Q4. 仕事のやりがいはどんなところですか?

0から新しい花を生み出し、それが世の中に広がっていくことです。TSメリクロン株式会社では、開発した品種が国内だけでなく海外へ紹介される機会もあり、自分たちの仕事が広がっていく実感を得られます。誰かの大切な場面にその花が使われると考えると、仕事の意味がより深く感じられます。


Q5.北杜市の自然で働くことの魅力は何ですか?

TSメリクロン株式会社の拠点である山梨県北杜市は、自然豊かで植物の育成に適した環境です。自然の変化を身近に感じながら働けるため、仕事と生活がつながる感覚があります。また、地域の農家の方との関わりを通じて、人とのつながりが広がっていく点も大きな魅力です。


まとめ


花の新品種開発は、一つの職業では説明しきれない仕事です。

観察し、仮説を立て、現場の声を聞き、細かな違いを見極めながら、少しずつ形にしていく。研究、農業、マーケティング、職人仕事——そのすべての要素が重なって、世の中にない花が生まれます。

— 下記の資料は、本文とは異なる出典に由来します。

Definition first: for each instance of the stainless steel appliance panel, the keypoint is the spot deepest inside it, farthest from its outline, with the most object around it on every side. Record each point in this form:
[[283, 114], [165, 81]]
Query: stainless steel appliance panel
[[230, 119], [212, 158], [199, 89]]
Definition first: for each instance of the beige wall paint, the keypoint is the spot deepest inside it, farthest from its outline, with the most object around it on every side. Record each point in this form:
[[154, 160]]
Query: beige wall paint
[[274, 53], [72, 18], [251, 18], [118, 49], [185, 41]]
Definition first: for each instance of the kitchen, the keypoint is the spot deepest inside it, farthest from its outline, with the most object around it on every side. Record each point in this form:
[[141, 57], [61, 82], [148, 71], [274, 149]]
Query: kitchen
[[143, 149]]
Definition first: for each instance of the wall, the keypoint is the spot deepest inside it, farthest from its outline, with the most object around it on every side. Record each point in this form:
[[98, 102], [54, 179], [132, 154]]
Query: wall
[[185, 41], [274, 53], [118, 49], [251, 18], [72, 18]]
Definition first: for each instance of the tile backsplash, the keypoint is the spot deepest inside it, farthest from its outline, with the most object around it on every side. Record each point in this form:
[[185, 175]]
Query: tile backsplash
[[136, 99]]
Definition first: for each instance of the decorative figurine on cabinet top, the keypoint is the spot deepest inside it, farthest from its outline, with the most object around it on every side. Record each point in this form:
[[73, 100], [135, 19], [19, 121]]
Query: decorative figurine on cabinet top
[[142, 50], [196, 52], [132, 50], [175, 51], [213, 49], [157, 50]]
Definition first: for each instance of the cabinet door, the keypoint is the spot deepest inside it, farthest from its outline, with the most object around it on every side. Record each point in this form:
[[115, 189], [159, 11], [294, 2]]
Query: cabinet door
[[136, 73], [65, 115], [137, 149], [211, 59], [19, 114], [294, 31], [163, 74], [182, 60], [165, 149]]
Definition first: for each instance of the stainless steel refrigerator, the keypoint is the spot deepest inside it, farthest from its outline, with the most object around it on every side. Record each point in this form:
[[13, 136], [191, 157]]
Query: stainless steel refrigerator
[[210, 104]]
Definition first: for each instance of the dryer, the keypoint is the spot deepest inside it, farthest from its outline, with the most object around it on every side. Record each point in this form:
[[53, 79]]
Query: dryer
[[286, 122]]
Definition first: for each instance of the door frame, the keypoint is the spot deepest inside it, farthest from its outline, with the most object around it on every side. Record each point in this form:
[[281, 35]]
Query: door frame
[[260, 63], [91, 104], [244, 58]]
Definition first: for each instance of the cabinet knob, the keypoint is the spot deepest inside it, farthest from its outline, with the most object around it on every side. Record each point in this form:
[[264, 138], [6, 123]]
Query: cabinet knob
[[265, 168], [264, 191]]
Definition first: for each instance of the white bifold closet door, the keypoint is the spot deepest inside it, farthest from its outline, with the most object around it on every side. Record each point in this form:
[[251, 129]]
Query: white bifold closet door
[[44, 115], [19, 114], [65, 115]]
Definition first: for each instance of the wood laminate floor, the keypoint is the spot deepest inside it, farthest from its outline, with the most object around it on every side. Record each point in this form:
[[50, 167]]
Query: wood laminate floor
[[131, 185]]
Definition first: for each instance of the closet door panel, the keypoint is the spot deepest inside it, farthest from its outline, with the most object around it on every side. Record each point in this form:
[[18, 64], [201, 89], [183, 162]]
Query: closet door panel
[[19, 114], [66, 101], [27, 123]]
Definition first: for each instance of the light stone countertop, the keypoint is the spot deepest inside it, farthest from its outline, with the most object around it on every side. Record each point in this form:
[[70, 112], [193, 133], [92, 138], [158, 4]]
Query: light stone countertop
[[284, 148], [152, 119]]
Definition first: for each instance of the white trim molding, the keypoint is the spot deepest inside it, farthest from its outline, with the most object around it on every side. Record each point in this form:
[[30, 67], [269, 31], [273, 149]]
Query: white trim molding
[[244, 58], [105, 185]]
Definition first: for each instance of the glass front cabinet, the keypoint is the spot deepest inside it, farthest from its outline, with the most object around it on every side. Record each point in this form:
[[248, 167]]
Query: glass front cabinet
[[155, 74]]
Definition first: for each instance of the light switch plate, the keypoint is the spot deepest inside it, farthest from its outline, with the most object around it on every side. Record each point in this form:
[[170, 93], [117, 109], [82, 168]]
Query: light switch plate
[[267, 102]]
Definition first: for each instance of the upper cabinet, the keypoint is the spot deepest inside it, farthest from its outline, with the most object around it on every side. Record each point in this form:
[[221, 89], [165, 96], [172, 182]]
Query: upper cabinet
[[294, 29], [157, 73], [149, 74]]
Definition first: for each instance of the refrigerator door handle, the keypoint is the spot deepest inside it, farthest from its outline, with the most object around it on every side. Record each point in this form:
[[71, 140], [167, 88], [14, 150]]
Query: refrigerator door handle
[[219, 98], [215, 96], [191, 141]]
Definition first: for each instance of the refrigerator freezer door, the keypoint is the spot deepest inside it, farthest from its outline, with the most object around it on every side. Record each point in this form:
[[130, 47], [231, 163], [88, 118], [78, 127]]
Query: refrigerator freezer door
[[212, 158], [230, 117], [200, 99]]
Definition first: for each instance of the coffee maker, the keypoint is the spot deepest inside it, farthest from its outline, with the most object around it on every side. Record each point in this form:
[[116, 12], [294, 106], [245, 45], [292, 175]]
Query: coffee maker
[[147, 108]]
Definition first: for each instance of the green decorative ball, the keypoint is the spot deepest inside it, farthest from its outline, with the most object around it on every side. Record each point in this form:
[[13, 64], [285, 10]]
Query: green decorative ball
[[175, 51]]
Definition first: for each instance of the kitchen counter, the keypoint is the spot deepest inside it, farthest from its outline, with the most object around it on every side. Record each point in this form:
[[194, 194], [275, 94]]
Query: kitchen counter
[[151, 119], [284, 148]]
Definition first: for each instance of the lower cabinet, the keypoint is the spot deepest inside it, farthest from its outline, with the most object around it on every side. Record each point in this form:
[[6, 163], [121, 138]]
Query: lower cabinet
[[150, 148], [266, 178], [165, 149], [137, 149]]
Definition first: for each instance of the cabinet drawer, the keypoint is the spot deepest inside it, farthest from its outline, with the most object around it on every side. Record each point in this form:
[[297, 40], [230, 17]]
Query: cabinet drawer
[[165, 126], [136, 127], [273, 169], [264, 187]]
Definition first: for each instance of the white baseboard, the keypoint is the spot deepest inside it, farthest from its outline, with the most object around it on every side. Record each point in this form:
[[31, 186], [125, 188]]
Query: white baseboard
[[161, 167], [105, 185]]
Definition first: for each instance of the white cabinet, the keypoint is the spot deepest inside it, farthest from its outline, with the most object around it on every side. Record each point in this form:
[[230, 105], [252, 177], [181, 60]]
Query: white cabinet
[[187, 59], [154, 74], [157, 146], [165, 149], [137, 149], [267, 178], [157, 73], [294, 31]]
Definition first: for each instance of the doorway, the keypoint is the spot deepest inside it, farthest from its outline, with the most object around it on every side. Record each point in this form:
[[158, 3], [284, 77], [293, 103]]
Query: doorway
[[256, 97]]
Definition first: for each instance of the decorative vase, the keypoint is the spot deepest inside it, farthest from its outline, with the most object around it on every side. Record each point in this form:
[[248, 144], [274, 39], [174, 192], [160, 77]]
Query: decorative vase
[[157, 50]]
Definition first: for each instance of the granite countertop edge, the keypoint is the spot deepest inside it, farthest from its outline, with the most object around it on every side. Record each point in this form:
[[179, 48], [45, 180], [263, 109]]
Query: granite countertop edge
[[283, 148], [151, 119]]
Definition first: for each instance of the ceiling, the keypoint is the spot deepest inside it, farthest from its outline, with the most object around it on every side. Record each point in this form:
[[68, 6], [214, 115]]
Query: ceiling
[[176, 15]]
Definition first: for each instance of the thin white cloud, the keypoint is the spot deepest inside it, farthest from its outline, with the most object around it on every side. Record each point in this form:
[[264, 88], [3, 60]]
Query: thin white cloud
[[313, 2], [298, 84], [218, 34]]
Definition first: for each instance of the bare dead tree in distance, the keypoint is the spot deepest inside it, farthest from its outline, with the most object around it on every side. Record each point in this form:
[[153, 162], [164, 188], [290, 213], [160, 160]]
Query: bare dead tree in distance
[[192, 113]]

成功より失敗が多く、結果が出るまでに時間もかかります。それでも、自分が関わった花が店頭に並び、誰かの大切な場面で使われる瞬間には、他では得られない喜びがあります。


花に関わる仕事を考えているなら、「どんな職業に近いのか」という視点から見てみてください。その先に、0から価値を生み出す仕事の面白さが見えてくるはずです。